“AI experts are increasingly afraid of what they’re creating” by Kelsey Piper. It came out several weeks ago, but I only found it now and thought other people would want to see it. I think it’s one of the best introductory articles on AI risk for people unfamiliar with AI (for more, see this doc). Here are my thoughts:
When I hover over the tab in my browser, a tooltip appears saying “A guide to why advanced AI could destroy the world—Vox.” I think this text would be a better title than the current title.
Slightly misleading line: “College professors are tearing their hair out because AI text generators can now write essays as well as your typical undergraduate.” The link describes how AI chatbots could, in theory, do college homework. But it doesn’t show that “college professors are tearing their hair out.”
There’s a link to “Scientists Increasingly Can’t Explain How AI Works.” I love how this title almost sounds like the headline for a satire piece, although I didn’t find the corresponding article very convincing.
I really like following John Carmack’s announcement of “AGI or bust, by way of Mad Science”
… with “This particular mad science might kill us all. Here’s why.” It’s difficult to be convey a sense of urgency and importance without sounding alarmist and annoying people, but I think this sequencing and phrasing does the job.
The section “Computers that can think” gives a short history of AI research and where it stands today, with an argument at the end for the importance of interpretability research.
There are links to “Is Power-Seeking AI an Existential Risk?” and “Without specific countermeasures, the easiest path to transformative AI likely leads to AI takeover.” I don’t think these are the best AI risk analyses to present to AI researchers (the recommendations in Resources I sent to AI researchers about AI safety are probably better since they rely less on philosophy-style argumentation), but this is fine since I assume the target audience is people unfamiliar with AI research.
I think Stuart Russell’s “k < n” variables example flies over many people’s heads if they’re unfamiliar with AI or related fields (math, CS, stats, etc).
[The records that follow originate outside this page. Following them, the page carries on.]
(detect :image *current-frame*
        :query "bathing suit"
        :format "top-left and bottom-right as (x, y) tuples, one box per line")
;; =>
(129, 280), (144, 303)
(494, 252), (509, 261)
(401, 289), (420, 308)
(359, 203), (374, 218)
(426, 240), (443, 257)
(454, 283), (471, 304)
Perhaps unintentionally, the first paragraphs in the “Asleep at the wheel” section paint DeepMind as more safety-conscious than OpenAI, which might be false.
I think the statistic from the 2022 AI Impacts survey is quite eye-catching: “Forty-eight percent of respondents said they thought there was a 10 percent or greater chance that the effects of AI would be “extremely bad (e.g., human extinction).” Although the survey adds that 25% of researchers think the chance is 0%.
I like the concluding paragraph (emphasis mine):
For a long time, AI safety faced the difficulty of being a research field about a far-off problem, which is why only a small number of researchers were even trying to figure out how to make it safe. Now, it has the opposite problem: The challenge is here, and it’s just not clear if we’ll solve it in time.